Why do TV cameras pick it up but our eyes don’t?
TV cameras have a much higher frequency response than does our vision system, which includes the eyes, the nervous system and the brain.
The fact that the rapid flicker doesn’t register is a result of the persistence of vision. Here is one website and there are others. http://freeweb.pdq.net/headstrong/Persist.htm
Cameras don’t have this persistence.
Thanks David! Interesting read.
This is true, but only part of the answer.
If persistence of vision was the only difference between looking at a TV screen directly and looking at one through another camera, we wouldn’t see any flicker. After all, your eyes still have persistence, and the second camera and monitor are flickering just as fast as the first monitor.
The thing that causes the flicker when one camera shows a picture of a monitor is that the both the camera and the monitor are “flickering” on and off all the time (just as David Simmons says) but at different rates, or the same rate but out of sync with each other.

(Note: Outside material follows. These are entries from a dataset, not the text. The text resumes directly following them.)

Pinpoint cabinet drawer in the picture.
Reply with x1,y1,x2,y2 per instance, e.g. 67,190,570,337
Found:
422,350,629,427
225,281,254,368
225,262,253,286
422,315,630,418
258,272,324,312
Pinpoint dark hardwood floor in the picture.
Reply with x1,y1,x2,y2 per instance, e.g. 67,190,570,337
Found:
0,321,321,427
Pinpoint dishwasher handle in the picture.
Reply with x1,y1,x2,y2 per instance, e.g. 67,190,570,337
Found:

That is, a TV or monitor shows a new still picture on the screen about 30 to 90 times a second, depending on your hardware. A standard TV or movie camera captures a new still image about 24 to 60 times a second, again depending on the hardware.

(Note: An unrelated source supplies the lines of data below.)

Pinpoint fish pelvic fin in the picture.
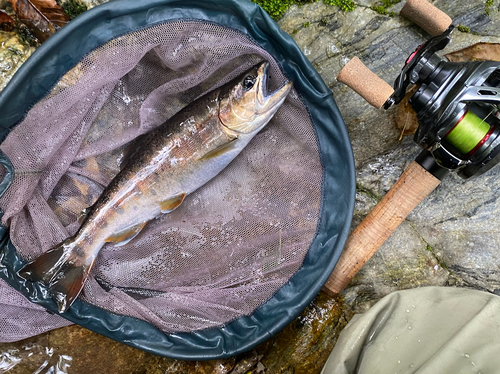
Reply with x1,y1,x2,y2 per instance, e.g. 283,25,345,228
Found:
106,222,147,247
18,238,93,313
200,138,238,160
160,192,187,213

Even if the two devices use the same rate (say 30 frames per second) the monitor may be only part way through displaying a new image at the exact moment when the camera is taking a picture of the monitor. This causes the “black bar” effect commonly seen. And if the camera’s shutter rate is not the same as the monitors display rate, the blank bar will appear to move around, anything from a slow roll up or down, up to jumping around seemingly randomly.

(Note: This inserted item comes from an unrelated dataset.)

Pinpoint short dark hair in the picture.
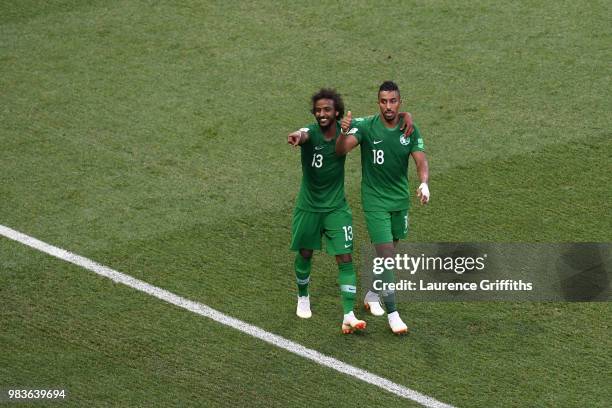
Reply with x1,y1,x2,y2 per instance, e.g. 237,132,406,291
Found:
378,81,401,96
311,88,344,119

There are ways to sync a TV or movie camera with a monitor or TV, and when this is done, you don’t see any flicker, even though the camera can have a higher “scan rate” than your eyes.
Ugly
This is the “sampling error” phenomenon, or stroboscopic effect. It is the same thing that often causes wagon wheels to appear to go backwards in oaters.
To see this at home with your TV, try placing an electric fan in front of the screen. By viewing the redrawing screen through the spaces between the moving fan blades, you should be able to see a clear flickering pattern.